Molecular motors
WOULD HAVE BEEN BETTER TO FOCUS ON CYTOSKELETAL MOTORS ONLY AS THE GENERAL AREA IS THE CYTOSKELETON. IT WOULD HAVE BEEN SHORTER AND MORE FOCUSED.
Definition and Brief explanation[edit | edit source]
Molecular motors are enzyme protein devices that move along cytoskeletal filaments and the proteins are run by ATP hydrolysis.
The main system of Biological motility is driven by the factor of intracellular motility. For example, the microtubules and the actin filaments in cells are tracks, and the molecular motors have two parts the tail domain that are carriers of cargo (organelle or protein) and the motor domain, which work along the track causing motion and thus causes movement. Molecular motors convert the chemical energy derived from ATP hydrolysis into mechanical action. Molecular motors are generally of 10-8 m sizeand are driven by the Hydrolysis of ATP and have an average speed of 4*10-3 m/hr
Varieties[edit | edit source]
Molecular Motors consist of different varieties
· Cytoskeletal – Kinesin, Dynein and Myosin motor groups. These are of large of groups and there are many motors from these groups.

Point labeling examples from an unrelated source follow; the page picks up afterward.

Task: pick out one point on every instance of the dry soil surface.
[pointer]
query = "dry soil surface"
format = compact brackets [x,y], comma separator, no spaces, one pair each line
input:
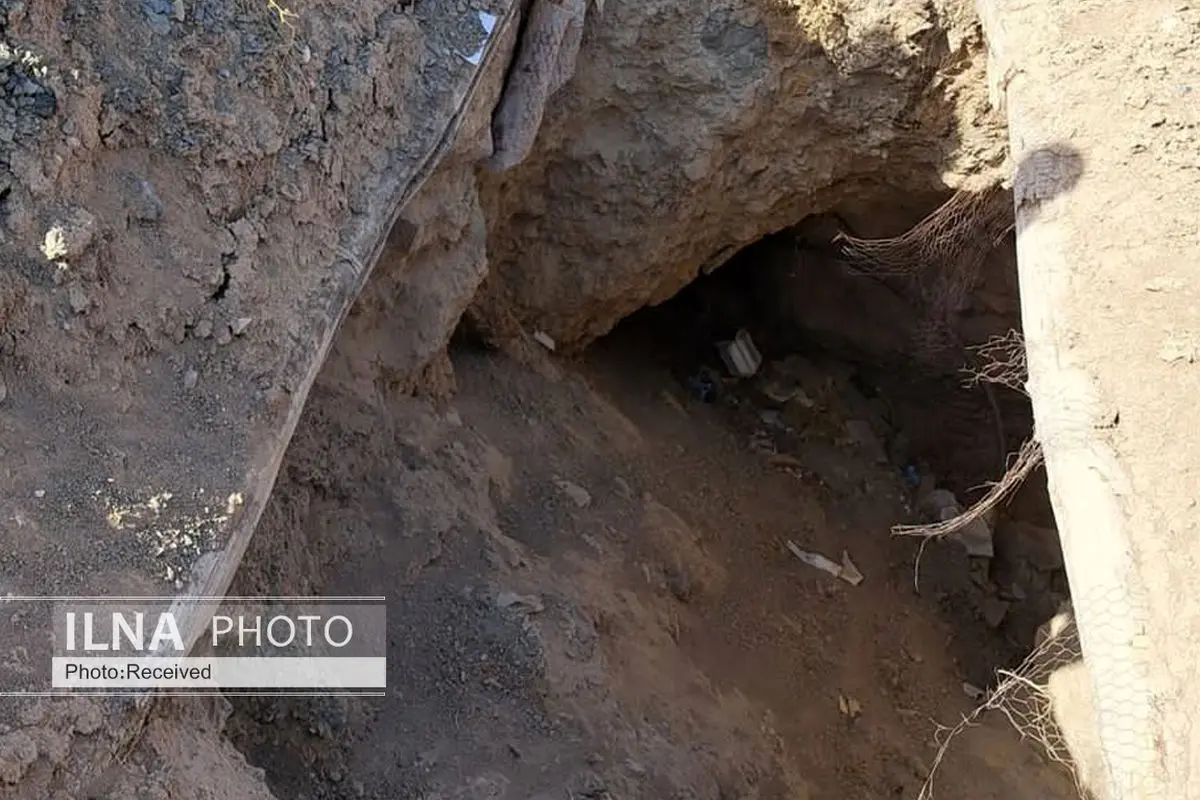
[589,596]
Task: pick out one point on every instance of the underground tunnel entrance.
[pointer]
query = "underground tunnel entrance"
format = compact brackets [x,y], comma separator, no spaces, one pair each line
[591,567]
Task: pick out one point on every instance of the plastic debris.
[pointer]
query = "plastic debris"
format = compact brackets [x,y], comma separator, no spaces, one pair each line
[845,571]
[973,692]
[523,603]
[489,23]
[849,707]
[741,355]
[579,495]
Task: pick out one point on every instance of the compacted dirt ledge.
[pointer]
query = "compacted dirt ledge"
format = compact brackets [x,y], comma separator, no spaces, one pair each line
[591,599]
[192,196]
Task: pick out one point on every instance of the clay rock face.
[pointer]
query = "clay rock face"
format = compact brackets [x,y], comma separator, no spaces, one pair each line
[691,130]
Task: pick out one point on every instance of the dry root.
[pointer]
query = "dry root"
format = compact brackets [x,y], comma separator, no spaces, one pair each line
[1027,459]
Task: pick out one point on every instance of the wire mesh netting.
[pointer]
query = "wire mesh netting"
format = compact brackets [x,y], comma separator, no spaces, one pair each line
[939,262]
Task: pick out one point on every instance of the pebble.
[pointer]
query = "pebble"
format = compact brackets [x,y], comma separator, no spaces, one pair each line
[78,300]
[144,203]
[203,329]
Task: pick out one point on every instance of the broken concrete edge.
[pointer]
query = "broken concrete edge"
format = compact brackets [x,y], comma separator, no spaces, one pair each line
[1087,477]
[214,572]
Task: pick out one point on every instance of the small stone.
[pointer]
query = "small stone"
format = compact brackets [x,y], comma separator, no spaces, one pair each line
[78,299]
[143,202]
[203,329]
[71,236]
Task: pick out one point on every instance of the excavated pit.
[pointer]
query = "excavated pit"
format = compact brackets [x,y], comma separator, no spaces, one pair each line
[589,588]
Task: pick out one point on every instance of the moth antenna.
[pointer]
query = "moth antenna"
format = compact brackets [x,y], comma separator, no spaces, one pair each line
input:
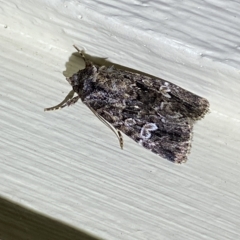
[81,52]
[69,100]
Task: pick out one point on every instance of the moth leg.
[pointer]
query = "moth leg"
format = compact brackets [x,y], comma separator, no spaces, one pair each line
[116,131]
[63,104]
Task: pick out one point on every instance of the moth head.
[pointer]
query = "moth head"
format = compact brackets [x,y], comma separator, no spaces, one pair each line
[73,80]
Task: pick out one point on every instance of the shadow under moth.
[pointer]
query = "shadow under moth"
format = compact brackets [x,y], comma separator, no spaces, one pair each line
[157,114]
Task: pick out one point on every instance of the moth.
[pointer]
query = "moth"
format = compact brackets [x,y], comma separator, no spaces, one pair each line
[157,114]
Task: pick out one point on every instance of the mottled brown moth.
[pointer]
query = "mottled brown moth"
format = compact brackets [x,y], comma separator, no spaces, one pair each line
[157,114]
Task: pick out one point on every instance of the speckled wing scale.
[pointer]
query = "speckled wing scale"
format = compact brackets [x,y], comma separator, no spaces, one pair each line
[155,113]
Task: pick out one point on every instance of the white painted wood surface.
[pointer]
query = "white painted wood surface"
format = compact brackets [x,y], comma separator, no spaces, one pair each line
[67,166]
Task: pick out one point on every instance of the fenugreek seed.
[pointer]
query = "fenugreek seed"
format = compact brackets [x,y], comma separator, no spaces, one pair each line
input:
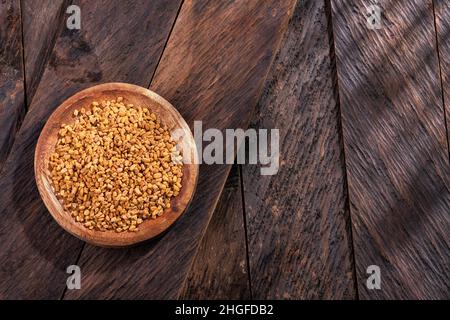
[113,168]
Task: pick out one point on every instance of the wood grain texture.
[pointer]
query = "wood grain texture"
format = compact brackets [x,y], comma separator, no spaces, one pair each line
[41,21]
[219,270]
[395,146]
[213,70]
[34,251]
[442,20]
[298,223]
[11,75]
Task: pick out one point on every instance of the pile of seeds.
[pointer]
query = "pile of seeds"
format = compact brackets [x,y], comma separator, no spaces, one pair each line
[115,166]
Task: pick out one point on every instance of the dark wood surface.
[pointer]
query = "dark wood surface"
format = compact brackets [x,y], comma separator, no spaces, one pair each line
[298,221]
[364,175]
[218,84]
[442,20]
[12,108]
[395,146]
[220,269]
[34,251]
[41,22]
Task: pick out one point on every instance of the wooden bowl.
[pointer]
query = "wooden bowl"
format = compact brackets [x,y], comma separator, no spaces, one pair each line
[139,96]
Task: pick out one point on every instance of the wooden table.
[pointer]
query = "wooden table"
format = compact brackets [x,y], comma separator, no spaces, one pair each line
[364,156]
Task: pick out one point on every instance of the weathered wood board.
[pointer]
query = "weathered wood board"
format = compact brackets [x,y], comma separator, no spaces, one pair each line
[442,20]
[395,147]
[34,251]
[12,107]
[298,221]
[213,70]
[220,270]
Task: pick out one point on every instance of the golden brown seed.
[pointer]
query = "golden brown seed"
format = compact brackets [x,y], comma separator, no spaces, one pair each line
[112,167]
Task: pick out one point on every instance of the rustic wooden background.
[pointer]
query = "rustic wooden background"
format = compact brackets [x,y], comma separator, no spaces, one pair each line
[364,146]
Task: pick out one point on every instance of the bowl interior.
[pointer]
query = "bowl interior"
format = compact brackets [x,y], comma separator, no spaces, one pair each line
[140,97]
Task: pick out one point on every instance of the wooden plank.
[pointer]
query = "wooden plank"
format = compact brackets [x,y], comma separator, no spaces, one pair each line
[298,222]
[442,18]
[395,146]
[34,251]
[11,75]
[219,270]
[212,70]
[39,36]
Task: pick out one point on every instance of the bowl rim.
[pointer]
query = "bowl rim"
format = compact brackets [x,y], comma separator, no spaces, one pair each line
[106,238]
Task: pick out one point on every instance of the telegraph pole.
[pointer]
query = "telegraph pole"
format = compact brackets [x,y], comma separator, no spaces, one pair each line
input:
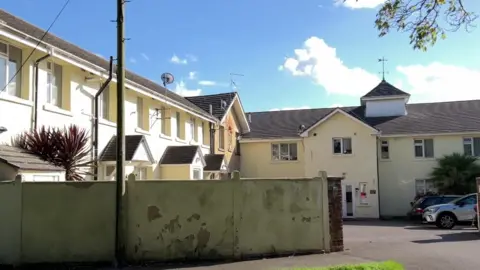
[120,176]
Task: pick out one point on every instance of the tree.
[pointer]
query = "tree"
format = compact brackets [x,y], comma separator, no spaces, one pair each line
[456,174]
[68,148]
[424,20]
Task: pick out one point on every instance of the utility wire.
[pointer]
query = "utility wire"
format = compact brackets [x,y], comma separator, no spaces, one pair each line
[36,46]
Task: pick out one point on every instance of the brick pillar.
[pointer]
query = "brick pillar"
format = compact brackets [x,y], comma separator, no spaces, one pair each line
[335,213]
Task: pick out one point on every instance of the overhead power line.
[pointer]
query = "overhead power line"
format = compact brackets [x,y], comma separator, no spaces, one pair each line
[36,46]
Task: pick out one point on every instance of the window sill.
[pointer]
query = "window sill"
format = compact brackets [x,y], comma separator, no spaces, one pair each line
[166,137]
[142,131]
[107,123]
[180,140]
[17,100]
[55,109]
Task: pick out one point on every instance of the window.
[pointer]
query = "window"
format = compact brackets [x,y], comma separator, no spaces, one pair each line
[471,146]
[45,178]
[163,120]
[284,151]
[177,114]
[104,107]
[423,148]
[141,173]
[221,137]
[54,84]
[197,174]
[10,62]
[140,112]
[384,150]
[342,146]
[424,186]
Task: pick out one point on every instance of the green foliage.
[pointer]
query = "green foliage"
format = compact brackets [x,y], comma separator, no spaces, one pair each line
[67,148]
[424,20]
[456,174]
[388,265]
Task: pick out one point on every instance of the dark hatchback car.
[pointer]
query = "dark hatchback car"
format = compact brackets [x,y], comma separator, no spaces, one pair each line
[418,206]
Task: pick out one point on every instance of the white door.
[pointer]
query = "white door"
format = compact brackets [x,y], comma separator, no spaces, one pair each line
[348,201]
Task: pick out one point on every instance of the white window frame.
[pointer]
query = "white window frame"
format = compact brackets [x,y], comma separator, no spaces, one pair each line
[469,141]
[104,108]
[49,86]
[279,156]
[6,56]
[140,113]
[424,185]
[54,178]
[178,122]
[200,173]
[342,143]
[384,143]
[421,142]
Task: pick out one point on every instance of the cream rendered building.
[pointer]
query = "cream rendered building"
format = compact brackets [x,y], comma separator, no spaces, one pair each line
[159,123]
[385,148]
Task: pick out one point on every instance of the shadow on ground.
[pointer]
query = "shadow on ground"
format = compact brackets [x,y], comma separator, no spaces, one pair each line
[455,237]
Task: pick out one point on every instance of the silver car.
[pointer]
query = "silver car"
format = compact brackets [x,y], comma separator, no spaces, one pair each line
[446,216]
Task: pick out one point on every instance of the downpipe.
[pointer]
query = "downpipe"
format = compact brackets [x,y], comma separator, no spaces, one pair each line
[95,118]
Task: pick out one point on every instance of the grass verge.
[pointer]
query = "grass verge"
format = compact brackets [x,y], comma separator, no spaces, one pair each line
[388,265]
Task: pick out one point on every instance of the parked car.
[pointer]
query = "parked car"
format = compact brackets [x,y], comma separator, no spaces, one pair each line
[420,204]
[446,216]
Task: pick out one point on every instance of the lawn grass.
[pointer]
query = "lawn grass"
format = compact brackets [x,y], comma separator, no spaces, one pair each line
[388,265]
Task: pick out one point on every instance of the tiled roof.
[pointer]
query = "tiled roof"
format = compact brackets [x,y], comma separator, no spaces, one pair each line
[23,160]
[214,162]
[215,100]
[384,89]
[53,40]
[179,155]
[132,142]
[422,118]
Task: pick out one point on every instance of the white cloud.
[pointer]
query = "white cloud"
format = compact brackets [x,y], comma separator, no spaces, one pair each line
[192,58]
[177,60]
[425,83]
[291,108]
[320,62]
[181,89]
[192,75]
[356,4]
[440,82]
[207,83]
[145,56]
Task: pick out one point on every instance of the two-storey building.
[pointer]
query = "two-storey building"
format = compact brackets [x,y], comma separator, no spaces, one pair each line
[385,148]
[52,82]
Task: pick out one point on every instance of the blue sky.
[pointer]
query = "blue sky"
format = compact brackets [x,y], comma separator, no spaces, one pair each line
[293,54]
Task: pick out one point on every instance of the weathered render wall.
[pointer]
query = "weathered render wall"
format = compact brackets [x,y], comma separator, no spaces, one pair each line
[165,220]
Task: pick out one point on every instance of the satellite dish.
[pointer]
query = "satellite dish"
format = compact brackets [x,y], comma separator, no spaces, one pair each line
[167,78]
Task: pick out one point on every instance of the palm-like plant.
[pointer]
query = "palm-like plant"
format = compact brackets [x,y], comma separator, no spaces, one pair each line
[67,148]
[456,173]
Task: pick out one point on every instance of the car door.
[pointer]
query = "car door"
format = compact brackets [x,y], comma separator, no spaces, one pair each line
[466,212]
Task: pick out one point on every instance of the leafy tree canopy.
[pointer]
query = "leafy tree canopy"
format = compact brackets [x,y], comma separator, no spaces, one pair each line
[424,20]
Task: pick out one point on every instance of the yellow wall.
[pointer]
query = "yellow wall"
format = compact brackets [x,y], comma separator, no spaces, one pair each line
[256,161]
[175,172]
[397,175]
[166,220]
[360,166]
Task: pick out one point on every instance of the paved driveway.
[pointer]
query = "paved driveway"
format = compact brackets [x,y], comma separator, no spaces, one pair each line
[417,247]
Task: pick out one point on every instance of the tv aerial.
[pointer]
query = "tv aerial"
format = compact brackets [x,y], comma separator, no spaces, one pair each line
[167,78]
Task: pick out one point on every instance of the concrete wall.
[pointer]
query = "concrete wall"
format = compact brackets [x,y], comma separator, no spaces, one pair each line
[165,220]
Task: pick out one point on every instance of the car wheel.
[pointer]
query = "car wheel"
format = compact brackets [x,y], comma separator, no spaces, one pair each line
[446,221]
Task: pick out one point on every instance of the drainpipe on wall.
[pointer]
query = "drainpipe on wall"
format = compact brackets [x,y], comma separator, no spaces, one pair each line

· DNA Motors - Helicases and polymerases.
· Rotatory motors – Bacterial flagellum, ATPase
for example the aerobic respiration between the mitochondrial matrix and the membrane of the mitochondria.
The Medium it Drives on[edit | edit source]
The molecule motor drives on a Track.
The track is a polar structure and motors can go only in a unidirectional way
There are 2 types of general tracks in the cytoskeletal system
· Microtubules – Cylindrical Polymer and made of α and β tubulents.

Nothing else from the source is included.